Keep your thoughts, I am not trying to convince you of anything. Enjoy and bye!
This is a question more than it is a comment. I have been doing a lot of research on this matter. While I can find information about why whole is better than nonfat/skim, what I can’t seem to find is information on the middle ground. What about low-fat? I read a quick blurb a while ago saying that chemicals were added to make mil product low-fat (as well as non-fat). Is there any truth to this? How do you weigh in on low-fat mil products in general? Any info. is highly appreciated, as I just love having a science-based answer when people ask why on earth I get whole milk at Starbucks, and buy “whole fat” cottage cheese. Thanks!
If you read the comment almost directly below yours, you’ll see one of the good reasons for going whole fat. The other reason is that a lot of lower fat foods have sugar added to them to make them more palatable. Even without the added sugar, a whole food is generally more appropriate to eat. The less food is processed (generally but not always!) the more healthy it tends to be. That’s my point of view, anyway. Your mileage may vary.

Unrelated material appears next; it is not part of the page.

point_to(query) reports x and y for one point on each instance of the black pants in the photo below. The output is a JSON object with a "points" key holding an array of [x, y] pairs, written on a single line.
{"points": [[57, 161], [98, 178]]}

My personal experience is that you get fat by esting low fat products.
The reason is that you get hungry again soon after a low fat meal, and then you have a hunger for sweets.
Meals with more fat keeps you satisfied longer, and you will not have the same hunger for sweets.
I have gone from a BMI of 29 to 23 after I discovered this, and I do not even struggle to stay at 23, for me it just came naturally with a low carb an high fat diet.